Towerrunning Grand Prix of Europe & Towerrunning European Championships 2014 - relacja z pierwszej nogi


Opublikowane w pon., 23/06/2014 - 11:51

To było szalone 48 godzin. Trzy wyścigi w trzech miastach, w trzech krajach. Lubię przygotowywać relację nie tylko obserwując zawody tylko w nich startując. Tutaj zdecydowanie nie było to łatwe zadanie.

Pierwszy start Wiedeń – 779 stopni, 60 podestów. Ciemna klatka schodowa wewnątrz wieży telewizyjnej. Na szczycie nie tylko kaszel po takim wysiłku ale również poczucie powbijanych w gardło i płuca opiłek metalu. Klatka schodowa nie jest niczym oddzielona od szybu windy. Wygrywa Piotrek Łobodziński z 4Flex Sport Team. Ja jestem trzecią amatorką na mecie. Zdobywam pierwsze punkty w rankingu ME.

Drugi start w Brnie. Tym razem „zwykły” wieżowiec. 700 stopni. Najpierw spokojnie w klatce schodowej, potem wybiegamy na dach i biegniemy po schodach pożarowych na malutki taras, na którym mieści się do 10 biegaczy. Widok cudowny. Mrugają specjalne lampy, żeby piloci samolotów i helikopterów widzieli, że tu „kończy” najwyższy w Brnie wieżowiec. Piotr Łobodziński wygrywa! Jestem drugą amatorką na dachu.

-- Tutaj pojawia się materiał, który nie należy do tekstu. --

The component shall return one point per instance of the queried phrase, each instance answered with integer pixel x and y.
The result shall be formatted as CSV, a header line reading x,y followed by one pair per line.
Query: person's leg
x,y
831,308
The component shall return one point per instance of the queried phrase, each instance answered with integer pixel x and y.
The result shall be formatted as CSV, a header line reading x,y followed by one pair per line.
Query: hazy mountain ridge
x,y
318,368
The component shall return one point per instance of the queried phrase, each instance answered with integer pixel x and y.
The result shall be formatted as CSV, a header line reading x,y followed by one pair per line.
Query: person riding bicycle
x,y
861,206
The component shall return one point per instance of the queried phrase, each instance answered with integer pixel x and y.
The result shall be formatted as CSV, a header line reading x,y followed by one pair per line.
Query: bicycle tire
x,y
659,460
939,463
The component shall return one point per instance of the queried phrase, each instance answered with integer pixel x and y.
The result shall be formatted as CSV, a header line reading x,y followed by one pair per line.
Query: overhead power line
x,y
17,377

Mało? Proszę na koniec vertical sprint czyli wbieg na wieżę UFO w Bratysławie. Tu się dzieje! Najpierw biegniemy wzdłuż Dunaju– oczywiście kawałek po płaskim, kilka schodków i znów płasko. Wbieg do wieży – ciemno i kilka stopni w dół by chwycić się poręczy i biec po kręconych schodach. Piotrka Łobodzińskiego wyprzedza Barek Świątkowski też z 4Flex Sport Team, a na pierwszym miejscu jest Celko Tomas.

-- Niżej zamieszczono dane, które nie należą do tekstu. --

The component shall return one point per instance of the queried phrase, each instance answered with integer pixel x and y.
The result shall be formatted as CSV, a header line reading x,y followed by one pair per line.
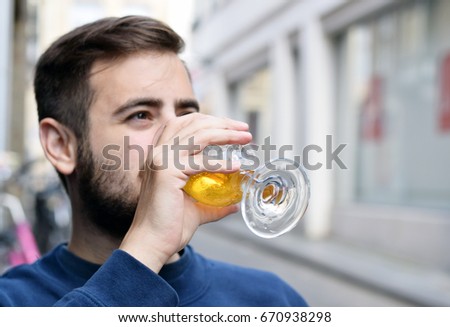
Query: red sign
x,y
444,105
372,111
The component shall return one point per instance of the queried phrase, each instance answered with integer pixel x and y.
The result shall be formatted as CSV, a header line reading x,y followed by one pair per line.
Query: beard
x,y
108,197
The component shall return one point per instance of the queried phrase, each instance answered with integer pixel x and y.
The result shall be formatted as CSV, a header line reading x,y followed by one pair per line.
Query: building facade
x,y
364,82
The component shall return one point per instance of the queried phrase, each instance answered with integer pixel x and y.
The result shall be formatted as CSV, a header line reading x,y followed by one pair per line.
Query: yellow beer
x,y
215,189
221,190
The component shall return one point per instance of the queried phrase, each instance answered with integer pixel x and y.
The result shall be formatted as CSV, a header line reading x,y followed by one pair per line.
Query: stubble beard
x,y
108,198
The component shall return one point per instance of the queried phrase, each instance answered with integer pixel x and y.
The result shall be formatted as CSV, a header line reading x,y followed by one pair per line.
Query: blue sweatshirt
x,y
62,279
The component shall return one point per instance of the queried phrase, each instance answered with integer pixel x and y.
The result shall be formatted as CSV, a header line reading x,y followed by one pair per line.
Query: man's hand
x,y
166,217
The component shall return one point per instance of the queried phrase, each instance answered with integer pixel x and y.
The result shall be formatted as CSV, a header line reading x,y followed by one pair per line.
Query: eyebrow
x,y
156,103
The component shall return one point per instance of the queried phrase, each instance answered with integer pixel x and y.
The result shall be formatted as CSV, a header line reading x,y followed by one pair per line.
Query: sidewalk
x,y
422,286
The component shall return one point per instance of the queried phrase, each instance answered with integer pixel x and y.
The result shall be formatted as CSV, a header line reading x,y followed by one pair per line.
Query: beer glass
x,y
273,196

Jestem 8. amatorką na dachu, kręcone schody, pochyła klatka schodowa nie służą mi i mojemu żołądkowi. Sprint oznacza „tylko” 430 schody. Wygląda na to, że i Piotrek i ja wolimy długie dystanse, również na schodach!

Piotrek wygrywa Mistrzostwa Europy, wśród zawodniczek z elity Dominika Wiśniewska-Ulfik zajmuje 4. miejsce. Wstajemy do hymnu. Jestem 22. zawodniczką w Europie według rankingu. Jestem szczęśliwa i bardzo zmęczona.

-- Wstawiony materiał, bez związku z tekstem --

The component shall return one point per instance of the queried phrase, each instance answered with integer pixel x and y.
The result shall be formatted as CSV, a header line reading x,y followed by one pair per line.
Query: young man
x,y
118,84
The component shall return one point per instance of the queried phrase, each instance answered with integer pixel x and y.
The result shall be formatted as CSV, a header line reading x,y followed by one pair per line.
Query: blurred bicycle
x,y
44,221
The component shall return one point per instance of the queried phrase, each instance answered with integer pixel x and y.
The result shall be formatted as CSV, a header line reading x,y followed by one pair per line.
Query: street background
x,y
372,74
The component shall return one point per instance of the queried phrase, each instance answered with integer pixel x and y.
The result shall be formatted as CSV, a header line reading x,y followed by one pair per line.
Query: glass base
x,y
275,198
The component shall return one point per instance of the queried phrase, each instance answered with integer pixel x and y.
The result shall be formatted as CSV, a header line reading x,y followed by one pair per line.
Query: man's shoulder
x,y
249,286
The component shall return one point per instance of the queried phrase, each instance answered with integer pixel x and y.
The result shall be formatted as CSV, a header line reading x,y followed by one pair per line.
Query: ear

Bieganie po schodach jest naprawdę super zabawą i bardzo męczącym sportem. Organizm zakwasza się już na 10 piętrze, potem biegnie się „głową” bo nogi wykonują zadaną pracę. Są różne techniki biegu, podciągania się na poręczach, ćwiczenia gibkości. Wreszcie są różne klatki schodowe – kręte, wąskie, strome. Zawodowcy ćwiczą zarówno w budynkach jak, najczęściej startują też w biegach górskich.

Pewne jest to, że za rok też chciałabym wystartować, bo bieganie po schodach wciąga! A zarówno elita jak i amatorzy tego dziwnego sportu są ciepłymi, otwartymi ludźmi. Jest rywalizacja, jest zmęczenie ale też są ciekawe rozmowy, świetna atmosfera.

1909 schodów przebiegłam na zaproszenie 4Flex Sport Team.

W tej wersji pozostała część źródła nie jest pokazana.